Robert “Bob” Belyea, a resident of Potsdam, died peacefully at his home on December 18, 2015. He was 93. He is survived by his wife of 71 years, Shirley, and his daughter Deborah Cady of Hannawa Falls. A son, Eric and a sister Ann White predeceased him. Funeral arrangements are with the Garner Funeral Home. Calling hours will be on Monday December 21, 2015 from 3pm to 7pm. A funeral service will be held at the funeral home on Tuesday, December 22, 2015 at 2:30pm with Father Howard Venette officiating.
He was born in Massena on May, 09 1922 the son of the late Dr. Leonard and Ruth (balch) Belyea, moving to Potsdam when he was 10. After graduation from Potsdam High School, he joined the Army Air Force during World War II and trained and qualified as a fighter pilot, but by then the military was looking at invading Japan and needed more bomber pilots, so he became a co-pilot in B-24s, B-17s and B-25s.
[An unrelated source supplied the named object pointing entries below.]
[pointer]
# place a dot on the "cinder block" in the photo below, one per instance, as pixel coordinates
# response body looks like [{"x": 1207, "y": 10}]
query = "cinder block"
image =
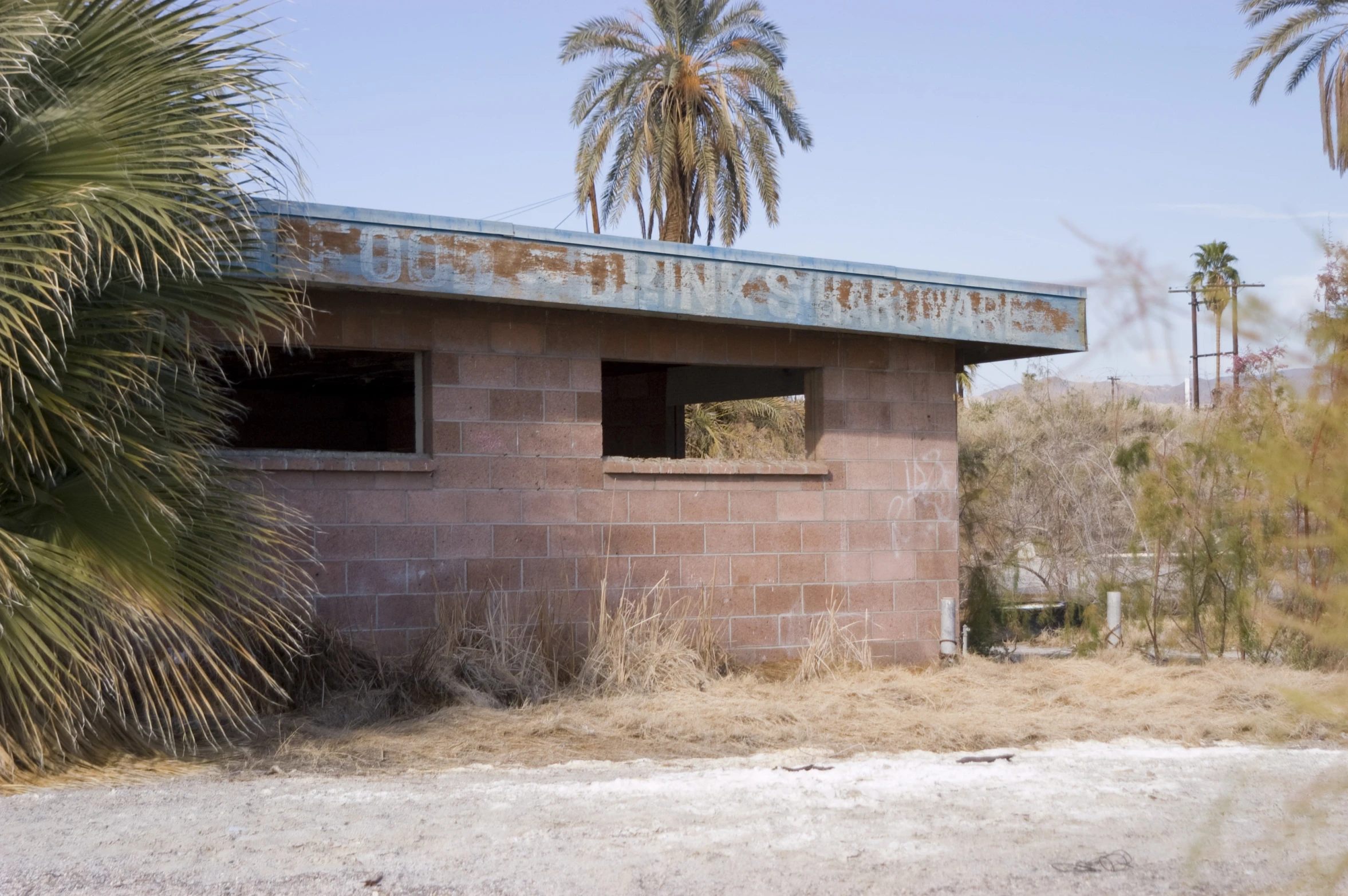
[
  {"x": 519, "y": 540},
  {"x": 495, "y": 371}
]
After the war he worked at the Racquette River Paper Company, eventually running the coating division for fancy coated papers. When the plant was sold, he moved to Van Ness Hardware Stores as a store manager, overseeing six or seven stores around the North Country. He was also helping a carpenter at Van Ness and decided he liked that better than traveling to a different store every day.
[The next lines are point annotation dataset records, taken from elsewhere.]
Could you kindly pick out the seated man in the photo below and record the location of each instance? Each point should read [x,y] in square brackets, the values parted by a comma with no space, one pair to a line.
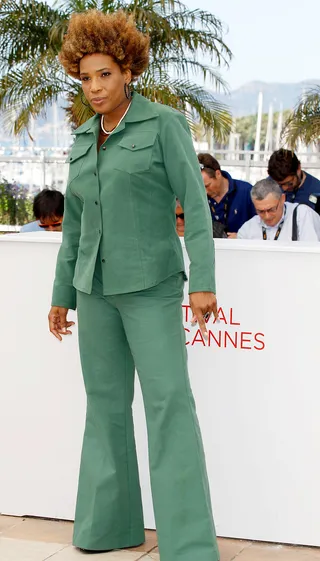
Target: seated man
[298,185]
[274,218]
[179,219]
[48,209]
[229,199]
He was a technician with the building program at what is now SUNY Canton for 15 years, where he helped start the annual project of building modular homes. He retired in 1975.
Bob had a lifelong passion for the outdoors and woodworking. He was active to the end of his long life making canoes and collecting antiques.
“You’ve got to have something to do,” Bob often said and he did a lot. His home was filled with award-winning decoys and other bird carvings, and collectibles of several varieties: old glass power line insulators, bottles, horns and antlers, fishing flies, powder horns, arrowheads, 5,000-year-old stone canoe gouges, and bonsai trees.
Starting in the late 1950s he began bird carving. He won a Canadian national competition in 1968, a best-in-show in the amateur division at the U.S. national decoy show in Salisbury, Md., in 1971, and then turned his talents to building canoes, about one a year. He built about 30, including one of a single piece of birch bark that took him four years to find.
A digital camera turned him into an outstanding nature photographer.
He hunted and fished all his life, travelling well into northern Canada with his buddies. His favorite local angling spot was on Carry Reservoir, along the Raquette in Colton.
Bob’s home, which he and his family built by hand, was a museum of natural history and a regular gathering place for his many family and friends who were always eager to see his latest creations and acquisitions and to hear the stories of his fascinating life.
In lieu of flowers, the family has requested that memorial donations be made to the Potsdam Humane Society or Hospice and Palliative Care of St. Lawrence Valley.